I hope you will enjoy it as much I am sure I will.
Ragtime music came from the work camps linked to the railway’s expansion in the USA. The words of Max Morath – ‘Scorned by the establishment as ephemeral at best, trashy at worst, Ragtime was the fountainhead of every rhythmic and stylistic upheaval that has followed in a century of ever evolving American popular music’ – sum up his view of the establishment’s view of the new music. But, as we shall see, this response to new popular music repeats itself time & time again.
[Max Morath (born October 1, 1926) was an American ragtime pianist, composer, actor and author. He is best known for his piano playing and is referred to as “Mr. Ragtime”. He has been a touring performer as well as being variously a composer, recording artist, actor, playwright, and radio and television presenter. Rudi Blesh billed Morath as a “one-man ragtime army”.]

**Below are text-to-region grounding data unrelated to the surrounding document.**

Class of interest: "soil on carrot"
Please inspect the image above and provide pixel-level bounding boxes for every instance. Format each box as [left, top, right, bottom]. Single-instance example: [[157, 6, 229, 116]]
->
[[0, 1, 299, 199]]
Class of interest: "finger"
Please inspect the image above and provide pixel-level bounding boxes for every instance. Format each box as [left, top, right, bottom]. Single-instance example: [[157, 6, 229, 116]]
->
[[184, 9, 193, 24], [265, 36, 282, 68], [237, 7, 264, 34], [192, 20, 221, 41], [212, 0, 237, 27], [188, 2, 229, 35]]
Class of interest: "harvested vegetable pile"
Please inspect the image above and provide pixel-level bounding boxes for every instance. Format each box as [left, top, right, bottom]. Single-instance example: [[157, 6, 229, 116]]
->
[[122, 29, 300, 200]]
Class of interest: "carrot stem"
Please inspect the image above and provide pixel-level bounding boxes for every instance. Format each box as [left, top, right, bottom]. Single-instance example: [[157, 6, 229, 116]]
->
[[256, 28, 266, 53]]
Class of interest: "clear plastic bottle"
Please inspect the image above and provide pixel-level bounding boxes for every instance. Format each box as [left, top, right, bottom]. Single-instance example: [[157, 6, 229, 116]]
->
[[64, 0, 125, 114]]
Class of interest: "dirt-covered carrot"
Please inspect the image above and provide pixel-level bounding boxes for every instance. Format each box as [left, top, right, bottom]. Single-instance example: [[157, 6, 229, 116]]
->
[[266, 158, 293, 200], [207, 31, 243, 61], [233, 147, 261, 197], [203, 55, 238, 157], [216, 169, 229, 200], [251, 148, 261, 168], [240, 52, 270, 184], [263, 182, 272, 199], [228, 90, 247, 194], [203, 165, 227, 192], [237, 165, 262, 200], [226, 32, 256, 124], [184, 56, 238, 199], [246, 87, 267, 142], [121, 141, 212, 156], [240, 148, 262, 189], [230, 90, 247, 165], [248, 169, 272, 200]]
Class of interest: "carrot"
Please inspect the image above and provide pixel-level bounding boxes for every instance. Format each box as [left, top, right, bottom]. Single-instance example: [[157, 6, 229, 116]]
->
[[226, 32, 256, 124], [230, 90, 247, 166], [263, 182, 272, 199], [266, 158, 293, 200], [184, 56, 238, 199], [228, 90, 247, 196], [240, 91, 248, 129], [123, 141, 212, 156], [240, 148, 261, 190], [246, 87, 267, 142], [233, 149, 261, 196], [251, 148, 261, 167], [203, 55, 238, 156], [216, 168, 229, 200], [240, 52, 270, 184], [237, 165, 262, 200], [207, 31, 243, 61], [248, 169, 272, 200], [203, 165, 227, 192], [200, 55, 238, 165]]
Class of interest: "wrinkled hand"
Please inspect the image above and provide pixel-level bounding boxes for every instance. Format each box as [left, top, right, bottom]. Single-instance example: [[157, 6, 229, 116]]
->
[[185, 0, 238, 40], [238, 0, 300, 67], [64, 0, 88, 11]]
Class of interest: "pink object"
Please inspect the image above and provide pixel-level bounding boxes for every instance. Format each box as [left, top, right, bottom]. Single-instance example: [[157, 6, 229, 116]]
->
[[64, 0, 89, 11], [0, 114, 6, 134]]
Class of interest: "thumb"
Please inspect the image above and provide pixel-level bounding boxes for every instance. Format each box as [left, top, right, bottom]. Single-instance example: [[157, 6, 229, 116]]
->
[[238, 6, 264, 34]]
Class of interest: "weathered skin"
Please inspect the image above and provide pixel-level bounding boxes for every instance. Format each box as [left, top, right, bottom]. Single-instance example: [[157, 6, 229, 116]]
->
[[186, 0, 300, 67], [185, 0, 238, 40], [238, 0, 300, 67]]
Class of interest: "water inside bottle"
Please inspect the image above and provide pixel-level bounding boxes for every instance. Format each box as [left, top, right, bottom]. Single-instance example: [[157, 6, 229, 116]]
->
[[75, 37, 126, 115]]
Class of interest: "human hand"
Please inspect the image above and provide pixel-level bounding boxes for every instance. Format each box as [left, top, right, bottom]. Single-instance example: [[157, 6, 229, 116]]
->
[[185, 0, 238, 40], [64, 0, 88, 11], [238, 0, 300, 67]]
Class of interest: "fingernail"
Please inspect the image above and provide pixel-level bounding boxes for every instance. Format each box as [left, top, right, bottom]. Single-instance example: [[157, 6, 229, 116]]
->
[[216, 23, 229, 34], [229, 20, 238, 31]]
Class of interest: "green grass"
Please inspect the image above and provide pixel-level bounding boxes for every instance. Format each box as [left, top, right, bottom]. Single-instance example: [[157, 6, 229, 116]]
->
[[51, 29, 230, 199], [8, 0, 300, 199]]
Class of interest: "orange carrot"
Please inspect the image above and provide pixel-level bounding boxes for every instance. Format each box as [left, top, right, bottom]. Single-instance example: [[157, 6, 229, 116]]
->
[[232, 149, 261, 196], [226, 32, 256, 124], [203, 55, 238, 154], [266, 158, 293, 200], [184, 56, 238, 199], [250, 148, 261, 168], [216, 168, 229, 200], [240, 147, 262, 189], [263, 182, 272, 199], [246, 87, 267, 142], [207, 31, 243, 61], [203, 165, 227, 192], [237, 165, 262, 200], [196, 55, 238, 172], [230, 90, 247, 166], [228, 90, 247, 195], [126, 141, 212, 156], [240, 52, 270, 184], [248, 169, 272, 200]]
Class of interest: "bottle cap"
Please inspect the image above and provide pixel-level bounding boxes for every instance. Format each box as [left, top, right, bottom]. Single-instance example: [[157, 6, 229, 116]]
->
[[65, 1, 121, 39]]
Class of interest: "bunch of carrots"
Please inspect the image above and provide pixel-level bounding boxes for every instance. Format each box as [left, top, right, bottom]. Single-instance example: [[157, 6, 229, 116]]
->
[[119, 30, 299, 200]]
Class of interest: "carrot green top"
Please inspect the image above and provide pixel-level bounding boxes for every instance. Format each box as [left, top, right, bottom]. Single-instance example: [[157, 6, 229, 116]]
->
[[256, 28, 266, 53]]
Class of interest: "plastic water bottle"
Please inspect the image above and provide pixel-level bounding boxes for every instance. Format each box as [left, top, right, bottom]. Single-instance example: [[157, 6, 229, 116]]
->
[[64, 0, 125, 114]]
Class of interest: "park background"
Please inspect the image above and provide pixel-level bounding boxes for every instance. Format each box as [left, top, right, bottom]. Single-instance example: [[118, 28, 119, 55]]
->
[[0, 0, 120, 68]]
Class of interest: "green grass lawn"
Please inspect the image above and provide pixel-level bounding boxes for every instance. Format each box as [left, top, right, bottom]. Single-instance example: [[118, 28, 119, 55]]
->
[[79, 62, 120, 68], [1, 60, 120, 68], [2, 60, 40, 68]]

Very few people ever listen by choice to music that they don’t like so, for music to be popular, it has to match or reflect the desires, feelings, conditions and attitudes of its listeners potential and real. Therefore, no commercial composer or performer can afford to ignore their chosen market. As a result all, strands of composed music can be taken as a reflection of the social environment of the listeners the composer expected. For the purposes of this course we are interpreting ‘popular music’ as music with mass appeal to the ‘man and woman in the street’ – the ‘Person on the Clapham Omnibus’. This first session laid the foundations for our exploration of this look at our social history. What I want to do is tell the story of the popular music as created, released and, above all, enjoyed.
Very few people ever listen by choice to music they don’t like so, for music to be popular, it has to match or reflect the desires, feelings, conditions and attitudes of its listeners potential and real. Therefore, no commercial composer or performer can afford to ignore his chosen market. As a result all strands of composed music can be taken as a reflection of the social environment of the listeners the composer expected.
Almost everybody has a favourite tune or song, something that can instantly bring back a very special memory – good or bad. However, the power of music to bring back that personal past is not limited to a single tune – or even a single event.
‘If music be the food of love, play on’ from Shakespeare’s Twelfth Night conjures up one social aspect of music and Noel Coward’s comment in 1930 that ‘Strange how potent cheap music is’ from Private Lives gives musical meaning a different slant. I think us, though, should start our path to understanding and enjoying the social underpinning of popular music with Ragtime and Scott Joplin’s 1899 Maple Leaf Rag
New Orleans was its birthplace – 1896 legislation created institutionalized segregation and tended to drive classically trained coloured musicians into the black community. Changing work patterns took the black population north to Chicago, and the 1919 prohibition act created the illegal, gangster owned speakeasies. Ragtime morphed into Jazz – music that was an integral part of this; music that was variously described as ‘the ultimate in rugged individualism and the creative process incarnate’ and ‘a manifestation of a low streak in man’s taste that has not yet come out in civilization’s wash’
In Britain we had our Music Halls that developed out of do-it-yourself pub entertainment & reigned supreme as the source of popular entertainment. The ‘Halls’ were frequented by ‘sporting aristocrats’ as well as the ‘working classes’, and made performers like Marie Lloyd national idols.